We have two LDAP sources that contain users that need to be authenticated with SCM-Manager, an Active Directory and an OpenLDAP server. With SCM-Manager 1.x we used the Crowd connector plugin to authenticate against our Crowd instance, but this plugin is not available for SCM-Manager 2.x and the author doesn’t show any interest to update it for 2.x.
Is there any way to allow SCM-Manager to authenticate against more than one LDAP server? I tried creating a copy of the plugin directory and editing the .xml file to modify paths and identifier to be able to configure it a second time, but I guess it contains some hard coded paths, at least the .xml file where the configuration of the plugin is stored couldn’t be changed.
1 Like
Hi @geschnei
thank you for your feature / port request 
We would like to offer a port of the Crowd Plugin soon.

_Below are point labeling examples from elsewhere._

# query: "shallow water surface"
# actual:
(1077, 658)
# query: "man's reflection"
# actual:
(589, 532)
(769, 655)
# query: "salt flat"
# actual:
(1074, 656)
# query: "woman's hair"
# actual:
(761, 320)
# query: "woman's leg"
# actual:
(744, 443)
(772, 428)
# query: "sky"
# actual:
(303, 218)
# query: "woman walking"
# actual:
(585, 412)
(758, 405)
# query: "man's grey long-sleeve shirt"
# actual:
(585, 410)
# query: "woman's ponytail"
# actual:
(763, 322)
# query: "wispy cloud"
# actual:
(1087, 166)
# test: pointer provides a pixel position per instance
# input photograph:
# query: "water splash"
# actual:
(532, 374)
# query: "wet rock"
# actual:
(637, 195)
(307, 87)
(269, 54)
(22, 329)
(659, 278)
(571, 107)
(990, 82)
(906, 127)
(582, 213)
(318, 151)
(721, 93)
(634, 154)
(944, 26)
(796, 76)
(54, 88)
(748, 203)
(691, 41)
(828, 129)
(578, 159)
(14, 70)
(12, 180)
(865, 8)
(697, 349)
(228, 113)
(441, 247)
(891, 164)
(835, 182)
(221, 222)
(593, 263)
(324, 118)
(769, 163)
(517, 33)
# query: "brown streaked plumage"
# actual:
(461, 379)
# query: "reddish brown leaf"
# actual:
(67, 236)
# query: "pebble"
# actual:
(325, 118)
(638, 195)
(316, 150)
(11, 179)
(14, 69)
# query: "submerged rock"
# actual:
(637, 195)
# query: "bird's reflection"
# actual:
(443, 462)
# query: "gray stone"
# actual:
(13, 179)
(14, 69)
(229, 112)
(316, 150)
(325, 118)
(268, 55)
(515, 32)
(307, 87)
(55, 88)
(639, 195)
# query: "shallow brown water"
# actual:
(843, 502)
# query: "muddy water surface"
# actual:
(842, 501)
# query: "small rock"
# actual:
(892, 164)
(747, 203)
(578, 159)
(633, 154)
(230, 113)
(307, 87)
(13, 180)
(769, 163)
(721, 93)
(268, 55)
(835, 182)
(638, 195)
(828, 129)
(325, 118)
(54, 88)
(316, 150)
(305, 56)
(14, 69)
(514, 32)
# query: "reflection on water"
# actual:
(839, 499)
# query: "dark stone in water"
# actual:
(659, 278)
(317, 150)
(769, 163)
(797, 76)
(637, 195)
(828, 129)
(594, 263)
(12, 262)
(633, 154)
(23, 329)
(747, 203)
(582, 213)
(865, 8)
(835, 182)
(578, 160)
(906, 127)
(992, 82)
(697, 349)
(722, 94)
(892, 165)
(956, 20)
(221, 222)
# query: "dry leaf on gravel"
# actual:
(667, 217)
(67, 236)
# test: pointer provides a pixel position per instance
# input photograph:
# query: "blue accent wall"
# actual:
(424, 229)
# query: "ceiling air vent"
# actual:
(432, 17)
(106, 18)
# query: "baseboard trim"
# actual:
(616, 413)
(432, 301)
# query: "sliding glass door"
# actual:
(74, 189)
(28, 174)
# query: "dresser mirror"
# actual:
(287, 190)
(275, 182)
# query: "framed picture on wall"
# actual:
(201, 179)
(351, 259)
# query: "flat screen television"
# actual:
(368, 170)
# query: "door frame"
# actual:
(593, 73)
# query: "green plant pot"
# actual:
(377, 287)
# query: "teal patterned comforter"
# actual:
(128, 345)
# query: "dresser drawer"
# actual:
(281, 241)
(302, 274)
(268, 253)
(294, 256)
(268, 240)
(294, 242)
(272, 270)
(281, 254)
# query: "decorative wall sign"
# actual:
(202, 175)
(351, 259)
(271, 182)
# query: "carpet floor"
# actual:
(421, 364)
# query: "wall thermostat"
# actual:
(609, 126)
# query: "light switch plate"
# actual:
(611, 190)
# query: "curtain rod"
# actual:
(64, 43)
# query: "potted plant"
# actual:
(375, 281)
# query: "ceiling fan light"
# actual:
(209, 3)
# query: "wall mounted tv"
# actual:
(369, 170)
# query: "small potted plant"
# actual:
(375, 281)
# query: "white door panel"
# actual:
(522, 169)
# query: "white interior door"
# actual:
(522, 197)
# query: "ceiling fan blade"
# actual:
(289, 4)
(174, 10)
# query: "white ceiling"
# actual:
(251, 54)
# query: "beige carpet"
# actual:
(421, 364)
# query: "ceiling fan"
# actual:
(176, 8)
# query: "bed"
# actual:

However, this will no longer be for version 2.x, but for 3.x. You can already find out what a changeover means for you here: https://scm-manager.org/blog/posts/2024-01-30-scm-manager-3-0-0/
Stay tuned, hopefully I can share more information soon.
1 Like
I found a working solution by adding an additional meta database to the existing OpenLDAP server with a DN above the existing database and adding the attribute olcSubordinate: TRUE to the existing database.
dn: cn=module{0},cn=config
objectClass: olcModuleList
cn: module{0}
olcModulePath: /usr/lib/ldap
olcModuleLoad: {0}back_hdb.la
olcModuleLoad: {1}back_meta.la
olcModuleLoad: {2}back_ldap
olcModuleLoad: {3}rwm
dn: olcDatabase={1}hdb,cn=config
objectClass: olcDatabaseConfig
objectClass: olcHdbConfig
olcDatabase: {1}hdb
olcDbDirectory: /var/lib/ldap
olcSuffix: dc=hostname,dc=example,dc=com
structuralObjectClass: olcHdbConfig
olcSubordinate: TRUE
dn: olcDatabase={2}meta,cn=config
objectClass: olcDatabaseConfig
objectClass: olcMetaConfig
olcDatabase: {2}meta
olcSuffix: dc=example,dc=com
olcDbOnErr: continue
olcDbCancel: abandon
olcDbTFSupport: no
structuralObjectClass: olcMetaConfig
dn: olcMetaSub={0}ad,olcDatabase={2}meta,cn=config
objectClass: olcMetaTargetConfig
olcMetaSub: {0}ad
olcDbURI: ldaps://dc.example.com/DC=ad,DC=example,DC=
com
olcDbIDAssertAuthzFrom: {0}dn.regex:.*
olcDbIDAssertBind: bindmethod=simple binddn="CN=user,OU=service user
s,DC=ad,dc=example,dc=com" credentials="XXXXXXXXXXXXXXXXXXXXXXXX
XXXXX" flags=override mode=none
olcDbMap: {0}objectclass inetOrgPerson user
olcDbMap: {1}attribute uid sAMAccountName
olcDbMap: {2}attribute entryUUID objectGUID
olcDbMap: {3}objectclass groupOfUniqueNames group
olcDbMap: {4}attribute uniqueMember member
olcDbChaseReferrals: FALSE
olcDbNoRefs: TRUE
olcDbProtocolVersion: 3
olcDbRebindAsUser: TRUE
structuralObjectClass: olcMetaTargetConfig
Now under dc=example,dc=com I get the OUs ad and hostname, with the latter holding the local accounts and the former showing the entries from AD, with the attributes I need mapped to their corresponding names in OpenLDAP.
2 Likes
Hey, that sounds great. A big Thank You for sharing this solution in such detail with us and the community!